THE EDITOR, Sir:
It is commonplace to hear that young people do not want to get into agriculture. I challenge that notion and rubbish it as a big myth.
Young people are still passionate about agriculture and agro-processing. The argument should now be elevated to deal with the impediments that are hindering young people from exercising that passion.
There are 10 key impediments why more young people are not getting involved in agriculture, despite their passion for it:
1. There is limited genuine technical and financial support for young people wanting to get into agriculture, despite there being institutions designated to play that role.
2. There is limited access to arable lands. The cost to invest in protected agriculture is relatively high, and farmers have great difficulty accessing credit.
3. Accessing reliable land-preparation services is difficult and expensive to obtain.
4. There is a huge cost for installing irrigation systems for sustainable crop production.
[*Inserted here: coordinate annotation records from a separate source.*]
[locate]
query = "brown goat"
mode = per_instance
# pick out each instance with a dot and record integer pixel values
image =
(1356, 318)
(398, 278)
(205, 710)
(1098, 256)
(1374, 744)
5. There are serious cases of price manipulation by wholesalers and retailers, and many farmers give in because of the perishable nature of agricultural produce.
6. Agriculture is vulnerable to pests and diseases, natural disasters like hurricanes, drought and flooding, and there is negligible to no access to agriculture insurance.
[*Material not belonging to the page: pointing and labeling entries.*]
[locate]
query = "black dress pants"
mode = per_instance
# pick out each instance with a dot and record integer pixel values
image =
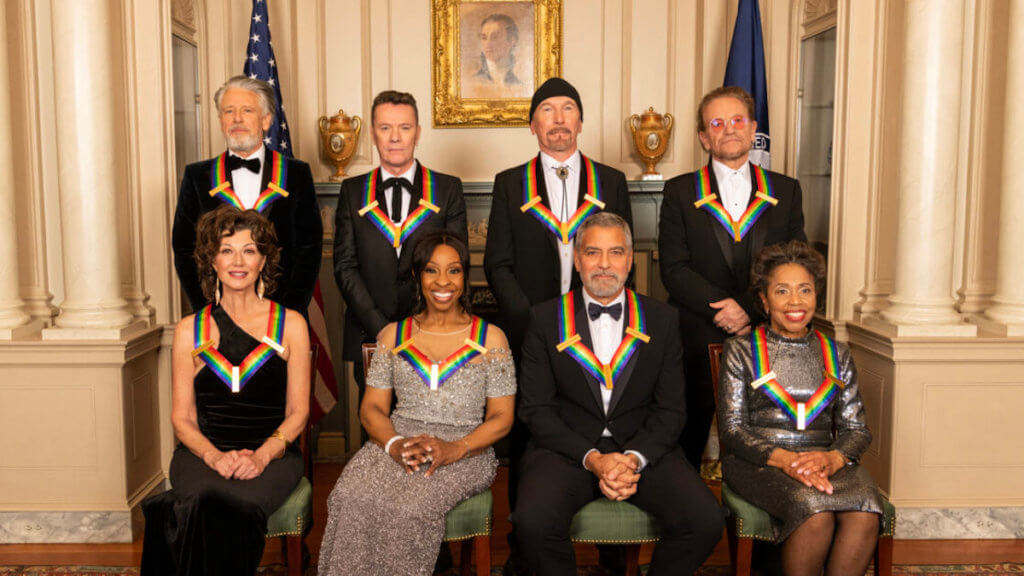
(552, 489)
(699, 404)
7. Praedial larceny is rampant, leaving many farmers helpless.
8. There is constant increase in the prices of inputs such as fertilisers and pesticides, which outstrip the price wholesalers and retailers are willing to pay for goods to make agricultural ventures profitable.
9. There is too limited focus on agriculture research and development.
10. Agricultural institutions are not placing enough emphasis on subject areas such as agriculture engineering, agriculture technology, and agri-entrepreneurship to better equip young people with the capacity to go beyond the traditional boundaries of farming and also to make it more attractive.
Greater focus should be placed on incentivising young potential farmers to translate their desire to do well in agriculture into practice. Those young people who, despite all the odds, continue to press on should be encouraged in more tangible ways.